Por: José Mário Leite
(colaborador do Memórias...e outras coisas...)
Recentemente, no tampo da minha secretária, estava um pedido de autorização para a aquisição de um sofisticado software para o aumento de capacidade de processamento do equipamento instalado no Laboratório de “Machine Learning” da Fundação Champalimaud. O quarto lugar no ranking mundial das instituições sem fins lucrativos, na área da Inteligência Artificial exige um investimento contínuo e ao mais alto nível. Obviamente que a classificação atribuída pela prestigiadíssima revista científica Nature, enche de orgulho todos os portugueses, bem como todos os colaboradores da Champalimaud, especialmente toda a Unidade de Investigação.

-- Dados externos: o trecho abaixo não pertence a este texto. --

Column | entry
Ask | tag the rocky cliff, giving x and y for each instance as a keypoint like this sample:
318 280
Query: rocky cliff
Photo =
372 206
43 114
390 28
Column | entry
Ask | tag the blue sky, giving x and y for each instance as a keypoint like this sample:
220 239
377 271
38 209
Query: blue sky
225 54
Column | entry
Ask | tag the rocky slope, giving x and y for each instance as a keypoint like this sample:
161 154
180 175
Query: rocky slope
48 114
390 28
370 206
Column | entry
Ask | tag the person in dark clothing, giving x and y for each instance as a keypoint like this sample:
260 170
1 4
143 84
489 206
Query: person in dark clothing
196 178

Os resultados obtidos por instituições de investigação independentes, nesta área, são também motivo de alguma tranquilidade numa área que, devido à sua expansão e existência consistente em variadas áreas da vida contemporânea, não deixa de originar algumas preocupações. Muito mais do que imaginamos é já analisado, classificado e até decidido, com base em algoritmos residentes em supercomputadores.
Foi notícia, o papel destas ferramentas informáticas no processo de despedimentos da TAP e isso tem de ser motivo de preocupação e reflexão. Porque este uso não está ainda regulado e, o estado da arte, atual, sendo já muito evoluído, tanto que tem enormes capacidades de processamento e elaboração, não o é, suficientemente, para estar, garantidamente, imune a erros grosseiros e perigosos. Um algoritmo é, na prática, um conjunto de instruções predefinidas que permitem chegar a um determinado resultado. São usados desde os primórdios da computação pois são a base da operação dos sistemas informáticos.

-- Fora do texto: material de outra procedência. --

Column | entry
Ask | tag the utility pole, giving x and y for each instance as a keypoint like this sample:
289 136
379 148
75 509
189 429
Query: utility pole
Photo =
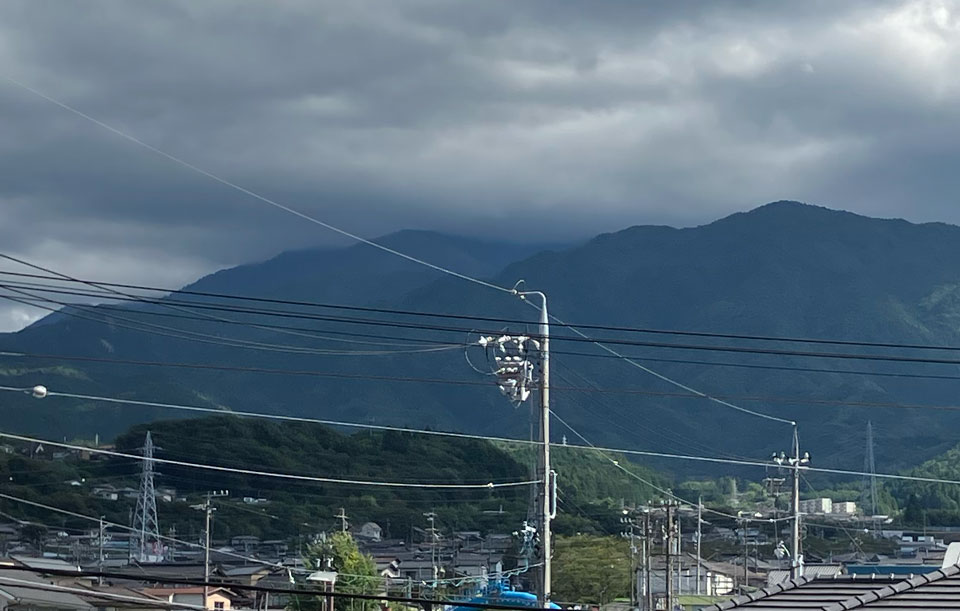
648 562
208 510
546 474
342 516
668 581
432 517
514 371
699 535
795 462
103 529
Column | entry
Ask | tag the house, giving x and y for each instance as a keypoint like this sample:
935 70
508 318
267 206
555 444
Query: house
115 597
938 591
371 531
105 493
816 506
812 571
220 599
847 508
25 591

Os recentes desenvolvimentos de software e a abundância de enormes bases de dados vieram permitir que a própria máquina não se limitasse a seguir um guião totalmente definido, mas pudesse aprender, imitando o comportamento humano, analisando milhões de casos documentados nas gigantescas memórias digitais.

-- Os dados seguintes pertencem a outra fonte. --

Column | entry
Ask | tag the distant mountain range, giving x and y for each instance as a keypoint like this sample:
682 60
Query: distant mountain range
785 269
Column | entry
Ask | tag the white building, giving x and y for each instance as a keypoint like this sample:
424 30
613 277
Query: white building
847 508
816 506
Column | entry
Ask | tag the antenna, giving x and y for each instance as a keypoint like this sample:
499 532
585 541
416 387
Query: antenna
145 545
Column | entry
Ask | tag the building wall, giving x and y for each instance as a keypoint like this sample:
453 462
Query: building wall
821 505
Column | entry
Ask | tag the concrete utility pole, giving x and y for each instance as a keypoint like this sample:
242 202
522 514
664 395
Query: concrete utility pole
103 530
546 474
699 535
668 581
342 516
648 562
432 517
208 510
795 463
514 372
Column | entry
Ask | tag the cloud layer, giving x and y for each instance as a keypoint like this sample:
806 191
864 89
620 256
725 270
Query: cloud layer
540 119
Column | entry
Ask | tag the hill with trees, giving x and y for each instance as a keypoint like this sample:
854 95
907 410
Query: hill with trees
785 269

Mas, a aprendizagem por comparação, sendo um salto enormíssimo neste processo não garante, ainda, uma confiabilidade elevada.
Os exemplos multiplicam-se existindo até uma página de internet dedicada aos fracassos. Um dos casos relatados trata da identificação de maçãs, por um programa de computador. O algoritmo é alimentado com milhões de fotografias de belas e diversas maçãs vermelhas e também de vários milhares de imagens de outros frutos. A máquina aprende e identifica todas as maçãs vermelhas mas, quando lhe é apresentada uma maçã verde... classifica-a como pera, por causa da cor! Contudo, a Inteligência Artificial é já usada no dia a dia, sendo o exemplo mais corrente o reconhecimento facial de alguns “smart-phones”. Mas é também uma ferramenta de trabalho em Bancos, Companhias de Seguro e Empresas de Seleção e Recrutamento. Nada nem ninguém obriga essas instituições a assegurarem a fiabilidade de tais processos, nem sequer a informar os utentes do seu uso e qual o grau de envolvimento na decisão final. Esta utilização discricionária, por empresas privadas, cujo objetivo principal é o lucro, é assustadora pelas consequências sociais que pode acarretar. Mas se o objetivo, para além do sucesso comercial e financeiro for político, pode ser ainda pior.
Para agravar os receios desta situação, notícias recentes garantem que a China lidera a investigação nesta área bem como o seu uso pelo estado ou companhias controladas pelo poder público, o que é, mais ou menos o mesmo. Ora se o aproveitamento destas tecnologias pelos agentes do mercado pode e deve causar preocupação, se estiverem ao serviço de poderes políticos opacos e com pouco escrutínio público, devem ser motivo de inquietante temor.
José Mário Leite, Nasceu na Junqueira da Vilariça, Torre de Moncorvo, estudou em Bragança e no Porto e casou em Brunhoso, Mogadouro.
Colaborador regular de jornais e revistas do nordeste, (Voz do Nordeste, Mensageiro de Bragança, MAS, Nordeste e CEPIHS) publicou Cravo na Boca (Teatro), Pedra Flor (Poesia) e A Morte de Germano Trancoso (Romance) tendo sido coautor nas seguintes antologias; Terra de Duas Línguas I e II; 40 Poetas Transmontanos de Hoje; Liderança, Desenvolvimento Empresarial; Gestão de Talentos (a editar brevemente).
Foi Administrador Delegado da Associação de Municípios da Terra Quente Transmontana, vereador na Câmara e Presidente da Assembleia Municipal de Torre de Moncorvo.
Foi vice-presidente da Academia de Letras de Trás-os-Montes.
É Diretor-Adjunto na Fundação Calouste Gulbenkian, Gestor de Ciência e Consultor do Conselho de Administração na Fundação Champalimaud.
É membro da Direção do PEN Clube Português.